The three young women from Toledo and Sylvania come from different backgrounds, but they all have one thing in common that they share with tens of millions of their peers across the country:
A serious passion for the girl-meets-vampire series of books — by Stephenie Meyer — and movies. New Moon is a sequel of Twilight and both have been massive box office smashes.
New Moon, an inexpensive sequel from a 3-year-old independent studio, sold a supernatural $140.7 million in tickets over its debut weekend in North American theaters. The huge No. 1 opening gave New Moon a rarefied perch in the motion picture industry's record books. It ranks as the third-biggest opening on record, behind the pop culture behemoths The Dark Knight, which sold $158.4 million last year, and Spider-Man 3, which sold $151.1 million in 2007.
Twilight is based on a four-book series by Ms. Meyer being made into a four-movie series about a girl who falls in love with a vampire while being courted by a werewolf. Young, beautiful actors portray the characters — the vampires and werewolves are particularly gorgeous — and the hype is intense. Twilight merchandise is everywhere, and teenage girls, especially, swoon over it all.
Female moviegoers, particularly teenage girls, drove ticket sales on the debut weekend, as expected. Summit Entertainment said the audience was only 20 percent male, an improvement from the first movie; 50 percent of the audience was under the age of 21.
Ms. McCollum, Ms. Sarrouj, and Ms. Krall all said that once they read the books they were hooked.
"My sister actually read them first — she's two years younger than me — and she got me into them," said Ms.

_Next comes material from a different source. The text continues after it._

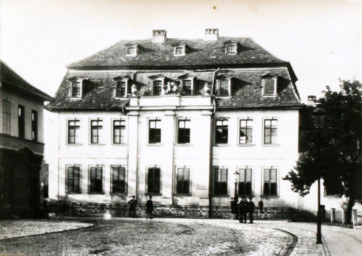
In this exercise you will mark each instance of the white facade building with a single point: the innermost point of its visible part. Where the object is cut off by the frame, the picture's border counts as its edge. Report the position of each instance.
(176, 119)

McCollum, a St. Ursula Academy senior who has read all four books twice.
For Ms. Krall a key element of the books' and movies' appeal is the combination of the exotic vampires and the "every girl" quality of the Bella character.
"I think it's more relatable because not everyone's like a beautiful queen girl and she's a normal girl and you can relate to it and see yourself as her," said Ms. Krall, a 13 year old south Toledo resident.
"I agree," Ms. McCollum said. "She's not popular and she's not what people expect."
"When you read her thoughts you think that they're yours," said Ms. Sarrouj, a St. Ursula senior. "She's just a common everyday girl and I think when people read that they can relate because they think that can happen to them."
She originally wasn't interested in the book because of the vampire angle, but the way Meyer created the Edward character makes it work.
"Girls started seeing it more as a love story than a vampire book. and everyone just loves Edward and they want Edward in their life," Ms. Sarrouj said. "I think him being a vampire is what makes him edgy and different than all the guys in books that people are obsessed with."
"It is, at its very heart, an old-fashioned romance story," said Liz Gialanella a New York school psychologist, who has read the books and discussed them with students. "It is the same type of romance story that has been popular throughout history."
Bella, the female star, "is like an every girl," she said. "She's not a perfect human being. ... But she's got this very loving side, this very compassionate side. I think girls identify with her."
Edward, who's a hunk, is head over heels for Bella. He's a vampire. And Jacob, another hunk, also is head over heels for Bella. He's a werewolf. So you've got two adorable men in love with the "every girl." What's not to like if you're a teenage girl (or once were) who falls in the pecking order somewhere below homecoming queen?
Bella and Edward's relationship, however, has spurred debates. Is Edward so protective and controlling that it's unhealthy? Will girls be given unrealistic expectations of a relationship?
"I would say not to overanalyze it," said Ms. Gialanella, the psychologist. "The kids I've spoken to recognize it as fantasy and idealized. I don't ever hear kids say, ‘That's what I'm looking for in a relationship. I'm waiting around to find a man just like Edward.'"
And the debates aren't limited to teenagers. Valerie Karas, a seventh-grade teacher in New York, has read the books and shared them with friends, who in turn gave them to their mothers.
"We've been preoccupied with these ideas for a long time — the idea of star-crossed lovers or the idea of a passion so powerful that it can destroy people," Ms. Karas says. " Look at the connections and comparisons between Twilight and Romeo and Juliet and between New Moon and Wuthering Heights."
They can consider their classics as they stand in line with all the squirming teenagers. Seven of them — Ms. Karas included — bought tickets for the midnight show. Even though their ages range from their 20s to their 50s, Ms. Karas says, they remember when they, too, were teenagers.
Blade features editor Rod Lockwood contributed to this story.